The primary application domain is computational immunology, where accurate MHC-peptide specificity prediction is essential for designing T cell vaccines, identifying neoantigen candidates in cancer immunotherapy, and understanding which peptides from a pathogen are immunogenic in a given patient's HLA background. Researchers in neoantigen pipelines for cancer genomics can use alphafold_finetune as an additional structural filter to complement sequence-based MHC predictors like NetMHCpan, potentially improving precision when selecting candidates for experimental validation. In fundamental structural immunology, the model enables rapid hypothesis testing about how specific amino acid changes in a peptide or MHC allele alter binding geometry. For researchers studying cellular signaling, the PDZ and SH3 domain fine-tuning results suggest that alphafold_finetune can improve binding predictions for any system where a curated structural dataset of peptide-protein complexes is available, opening its use to domains far beyond immunology.
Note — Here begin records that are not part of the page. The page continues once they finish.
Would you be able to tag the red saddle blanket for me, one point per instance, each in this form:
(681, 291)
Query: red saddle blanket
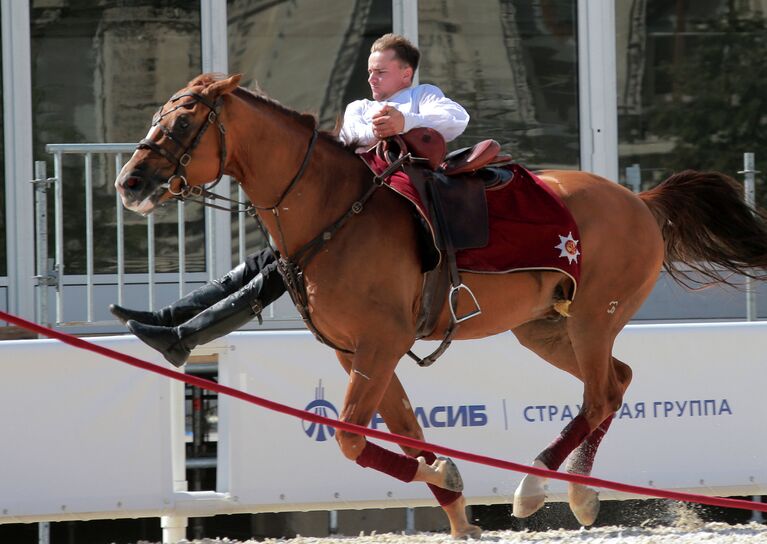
(530, 227)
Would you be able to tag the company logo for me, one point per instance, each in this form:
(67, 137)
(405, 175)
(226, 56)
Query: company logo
(321, 407)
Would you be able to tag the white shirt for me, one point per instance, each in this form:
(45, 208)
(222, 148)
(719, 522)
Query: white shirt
(422, 106)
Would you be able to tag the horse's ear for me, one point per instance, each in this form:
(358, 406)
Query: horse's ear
(224, 86)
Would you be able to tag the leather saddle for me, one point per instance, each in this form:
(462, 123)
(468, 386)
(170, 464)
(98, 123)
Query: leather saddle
(452, 188)
(428, 147)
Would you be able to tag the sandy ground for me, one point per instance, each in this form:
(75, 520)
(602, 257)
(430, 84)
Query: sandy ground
(709, 533)
(684, 532)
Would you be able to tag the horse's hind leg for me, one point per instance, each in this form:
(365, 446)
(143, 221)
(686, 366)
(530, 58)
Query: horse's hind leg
(584, 501)
(551, 341)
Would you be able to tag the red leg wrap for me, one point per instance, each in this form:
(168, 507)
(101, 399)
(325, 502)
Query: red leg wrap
(582, 459)
(572, 436)
(444, 496)
(398, 465)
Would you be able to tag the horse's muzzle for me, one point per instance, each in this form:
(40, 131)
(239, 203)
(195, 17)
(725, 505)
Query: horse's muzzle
(140, 193)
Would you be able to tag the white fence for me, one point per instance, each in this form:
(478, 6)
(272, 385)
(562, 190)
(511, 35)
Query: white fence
(87, 437)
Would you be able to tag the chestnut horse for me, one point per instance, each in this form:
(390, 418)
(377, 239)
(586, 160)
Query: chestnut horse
(364, 286)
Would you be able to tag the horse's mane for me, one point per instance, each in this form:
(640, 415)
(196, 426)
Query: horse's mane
(257, 96)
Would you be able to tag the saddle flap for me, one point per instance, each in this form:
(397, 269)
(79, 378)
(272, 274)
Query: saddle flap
(470, 159)
(426, 143)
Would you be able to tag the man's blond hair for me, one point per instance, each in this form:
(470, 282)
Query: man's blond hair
(404, 51)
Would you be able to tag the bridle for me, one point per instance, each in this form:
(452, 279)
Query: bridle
(177, 184)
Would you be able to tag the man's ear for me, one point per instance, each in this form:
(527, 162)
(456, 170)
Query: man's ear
(410, 73)
(225, 86)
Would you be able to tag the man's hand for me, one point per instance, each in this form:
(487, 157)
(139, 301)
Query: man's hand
(388, 122)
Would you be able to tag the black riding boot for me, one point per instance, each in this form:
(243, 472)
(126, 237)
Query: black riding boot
(192, 304)
(176, 343)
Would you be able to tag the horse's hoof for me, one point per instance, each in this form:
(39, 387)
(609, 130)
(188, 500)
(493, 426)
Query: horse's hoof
(460, 528)
(452, 478)
(584, 503)
(530, 494)
(527, 506)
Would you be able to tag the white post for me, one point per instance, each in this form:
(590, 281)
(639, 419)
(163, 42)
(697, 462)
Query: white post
(749, 173)
(598, 87)
(173, 528)
(17, 122)
(44, 532)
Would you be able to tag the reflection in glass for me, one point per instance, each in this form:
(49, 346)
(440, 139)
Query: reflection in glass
(309, 55)
(691, 80)
(513, 65)
(99, 72)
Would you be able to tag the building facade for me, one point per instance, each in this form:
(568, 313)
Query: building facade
(629, 89)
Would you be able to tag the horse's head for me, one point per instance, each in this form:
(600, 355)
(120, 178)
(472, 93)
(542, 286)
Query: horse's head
(179, 153)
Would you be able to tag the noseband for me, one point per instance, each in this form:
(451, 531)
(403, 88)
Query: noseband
(182, 189)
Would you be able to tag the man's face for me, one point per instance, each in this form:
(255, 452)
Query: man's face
(387, 75)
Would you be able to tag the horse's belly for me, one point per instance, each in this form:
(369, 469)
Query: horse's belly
(506, 301)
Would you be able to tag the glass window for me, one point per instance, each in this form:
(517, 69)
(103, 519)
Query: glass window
(99, 72)
(513, 65)
(691, 79)
(311, 56)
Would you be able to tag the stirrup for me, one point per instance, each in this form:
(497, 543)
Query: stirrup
(453, 298)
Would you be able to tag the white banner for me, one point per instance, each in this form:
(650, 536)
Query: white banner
(85, 437)
(693, 417)
(82, 433)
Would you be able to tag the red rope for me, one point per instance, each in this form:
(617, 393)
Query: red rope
(374, 433)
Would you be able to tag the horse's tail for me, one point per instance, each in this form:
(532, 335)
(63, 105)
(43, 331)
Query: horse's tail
(708, 227)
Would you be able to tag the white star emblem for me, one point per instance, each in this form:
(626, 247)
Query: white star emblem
(568, 247)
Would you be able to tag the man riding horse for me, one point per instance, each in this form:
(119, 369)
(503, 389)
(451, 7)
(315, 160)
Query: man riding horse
(224, 305)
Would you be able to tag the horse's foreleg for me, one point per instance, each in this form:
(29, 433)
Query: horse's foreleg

alphafold_finetune established one of the earliest demonstrations that AlphaFold 2's pretrained representations could be systematically improved for a specialized structural biology task through fine-tuning on domain-specific data, a paradigm that has since become a productive research direction. The work predated several subsequent AlphaFold fine-tuning efforts and provided a clear methodological template for how to construct training data, define fine-tuning objectives, and evaluate generalization for peptide-binding systems. The Fred Hutchinson Cancer Center released the code and Colab pipeline openly, enabling immediate uptake by the immunoinformatics community. A notable limitation is that the model inherits AlphaFold's computational requirements — each peptide-MHC prediction requires a full AlphaFold inference pass — making exhaustive screening of large peptide libraries computationally expensive compared to lightweight sequence-based predictors. Nonetheless, for cases where high structural accuracy is needed or where sequence-based methods give ambiguous results, alphafold_finetune provides a valuable complementary approach.